Being a content writer, I keep looking for fresh and unique content and I think Discuss is my go to every time
A. Lucius, Senior Content writer, Diploma in Literature, Dover, Delaware
Answered Nov 21, 2019
Shareholders and stakeholders may seem the same in the beginning, but they are not the same. A shareholder will own a part of the company because of the shares that the shareholder may have. A stakeholder will be more focused on the overall performance of the company.
The stakeholder will be affected more by the actions that the company will decide to do in the future. The scope of the stakeholder will be far more vast as compared to what the shareholder will consider. Usually, stakeholders will deal with the company in various ways. Shareholders have acquired a portion of the company by purchasing the shares or stocks of the company.
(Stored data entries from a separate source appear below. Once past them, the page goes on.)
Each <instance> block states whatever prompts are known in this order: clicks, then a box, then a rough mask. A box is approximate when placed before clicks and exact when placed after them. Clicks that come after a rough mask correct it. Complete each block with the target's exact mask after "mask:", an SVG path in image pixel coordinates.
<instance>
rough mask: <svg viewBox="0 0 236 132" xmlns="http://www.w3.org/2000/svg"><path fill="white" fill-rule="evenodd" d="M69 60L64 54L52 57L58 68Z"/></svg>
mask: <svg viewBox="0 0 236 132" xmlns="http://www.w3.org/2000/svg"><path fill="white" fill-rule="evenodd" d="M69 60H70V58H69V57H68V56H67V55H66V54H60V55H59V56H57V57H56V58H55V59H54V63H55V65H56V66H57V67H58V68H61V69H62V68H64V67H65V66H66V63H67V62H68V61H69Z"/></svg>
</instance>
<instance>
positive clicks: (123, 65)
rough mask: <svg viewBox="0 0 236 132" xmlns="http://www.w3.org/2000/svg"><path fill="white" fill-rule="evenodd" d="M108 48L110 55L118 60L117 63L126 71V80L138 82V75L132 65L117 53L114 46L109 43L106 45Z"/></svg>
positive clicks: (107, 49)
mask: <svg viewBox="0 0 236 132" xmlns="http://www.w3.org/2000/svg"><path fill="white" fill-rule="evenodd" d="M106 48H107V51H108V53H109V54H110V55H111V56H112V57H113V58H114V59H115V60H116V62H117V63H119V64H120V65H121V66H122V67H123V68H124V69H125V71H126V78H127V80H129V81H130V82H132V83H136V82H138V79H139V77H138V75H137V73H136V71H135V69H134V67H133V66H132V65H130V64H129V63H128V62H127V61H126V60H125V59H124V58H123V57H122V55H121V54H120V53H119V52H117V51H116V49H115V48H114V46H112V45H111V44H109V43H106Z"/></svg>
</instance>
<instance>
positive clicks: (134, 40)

Shareholders and stakeholders are not the same. The differences between the two terms can be clearly explained when you consider what they actually mean. Shareholder is a person that has contributed financially to a company and as a result, he is entitled to be receiving a share of company's income. This means the person is at the mercy of whatever becomes the future of the company. In order words, a shareholder is someone who has stock with a company and has indirectly becomes part of the owners of the establishment.
Stakeholder, on the other hand, is someone with a legitimate interest in a given enterprise. Stakeholders, in order words, are people who are always after the progress of an establishment. For example, a worker in a company is a stakeholder. It should be noted that, a shareholder can also be called a stakeholder because he has interest in the company, but stakeholders are not shareholders.